LGV, aéroport, future route Pau-Oloron… Les gros dossiers d'infrastructures qui fâchent ont été abordés, hier soir.
La question des infrastructures de transports qui manquent au Béarn pour sortir de son enclavement et générer du développement économique a largement occupé les débats, hier soir, à Pau, en réunion publique de conseil communautaire. À commencer par l'épineux dossier de la future ligne ferroviaire à grande vitesse (LGV).
Martine Lignières-Cassou, la présidente, a en effet annoncé qu'elle ne se rendrait pas à la réunion du 8 avril, à Bordeaux, à laquelle le préfet de Région convie les collectivités aquitaines concernées de près ou de loin par les tronçons Bordeaux-Espagne, Bordeaux-Toulouse et Poitiers-Limoges.
La communauté d'agglo Pau-Pyrénées a accepté de verser 21 millions d'euros pour le tronçon situé en amont, Tours-Bordeaux. Mais pour le reste : « Je l'ai toujours dit, nous ne participerons pas au financement des grands projets du Sud-Ouest (GPSO) tant que nous n'aurons pas de garanties sur la desserte du Béarn et de la Bigorre. » Des garanties prévoyant d'inclure le financement de la desserte dans les GPSO.
La Pau-Oloron de retour
L'élue explique que la réunion du 8 avril vise à signer la convention pour le tronçon Tours-Bordeaux, mais également des protocoles pour les trois autres tronçons. Des protocoles qui ne mentionnent pas la desserte béarno-bigourdane. La députée-maire de Pau qui veut une table ronde avec les collectivités locales voisines n'ira pas, et ne signera donc ni la convention (21 millions) ni les protocoles. Une attitude qu'a pour partie critiquée Olivier Dartigolles. Le délégué communiste palois s'interroge : « Ne vaut-il mieux pas y assister et faire valoir nos arguments ? »

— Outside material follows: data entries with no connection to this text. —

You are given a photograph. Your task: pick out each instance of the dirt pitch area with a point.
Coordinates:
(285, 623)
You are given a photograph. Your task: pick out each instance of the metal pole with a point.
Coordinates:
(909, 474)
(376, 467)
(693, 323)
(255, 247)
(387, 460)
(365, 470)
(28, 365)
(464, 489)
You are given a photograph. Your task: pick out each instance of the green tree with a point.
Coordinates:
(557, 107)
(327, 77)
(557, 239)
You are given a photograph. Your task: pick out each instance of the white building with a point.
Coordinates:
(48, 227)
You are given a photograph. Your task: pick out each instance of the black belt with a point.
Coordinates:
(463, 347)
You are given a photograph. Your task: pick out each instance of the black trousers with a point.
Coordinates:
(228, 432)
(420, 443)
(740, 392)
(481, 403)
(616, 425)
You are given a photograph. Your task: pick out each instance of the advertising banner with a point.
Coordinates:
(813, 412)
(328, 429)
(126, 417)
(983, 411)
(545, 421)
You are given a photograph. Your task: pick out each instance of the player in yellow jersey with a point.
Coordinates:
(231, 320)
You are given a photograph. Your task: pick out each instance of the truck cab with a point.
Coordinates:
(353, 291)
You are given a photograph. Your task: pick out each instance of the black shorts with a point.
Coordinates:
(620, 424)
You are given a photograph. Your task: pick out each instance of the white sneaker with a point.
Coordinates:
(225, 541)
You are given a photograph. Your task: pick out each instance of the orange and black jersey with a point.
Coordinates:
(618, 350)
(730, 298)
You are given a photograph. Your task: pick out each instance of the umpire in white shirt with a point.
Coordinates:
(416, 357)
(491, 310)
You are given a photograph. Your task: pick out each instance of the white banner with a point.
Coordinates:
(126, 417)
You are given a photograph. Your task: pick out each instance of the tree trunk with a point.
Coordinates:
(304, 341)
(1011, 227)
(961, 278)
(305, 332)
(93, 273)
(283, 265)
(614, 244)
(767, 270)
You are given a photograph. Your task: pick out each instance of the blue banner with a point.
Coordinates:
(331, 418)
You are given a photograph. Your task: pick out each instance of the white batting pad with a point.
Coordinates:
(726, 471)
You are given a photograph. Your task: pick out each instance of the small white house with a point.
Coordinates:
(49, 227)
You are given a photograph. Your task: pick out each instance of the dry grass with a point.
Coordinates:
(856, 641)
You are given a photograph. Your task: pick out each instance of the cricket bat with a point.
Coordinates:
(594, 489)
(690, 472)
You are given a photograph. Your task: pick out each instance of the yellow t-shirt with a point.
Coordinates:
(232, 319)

Un élu présent, de la même façon, avec son collègue Michel Aguer de Lescar, sur le projet d'une future nouvelle liaison routière entre Pau et Oloron placé aux cœurs des très récentes élections cantonales ; Faut-il faire ou non cette route conçue pour désenclaver Oloron ? Pour Olivier Dartigolles, un moratoire s'impose. Mais pour Christian Laine, maire PS de Lescar, « les électeurs ont tranché » avec les cantonales en mettant en tête les candidats socialistes, favorables à la route, au premier tour. Son voisin socialiste de Billère, Jean-Yves Lalanne se montre moins certain du message des urnes… Et voudrait « sortir par le haut d'un débat très clivant » en commençant par une étude globale sur les déplacements. Et Olivier Dartigolles de regretter, alors, que l'évolution du PS vers un moratoire, que le Front de gauche avait cru percevoir dans l'entre-deux tours des cantonales, soit désormais moins palpable. « La détermination s'est émoussée. »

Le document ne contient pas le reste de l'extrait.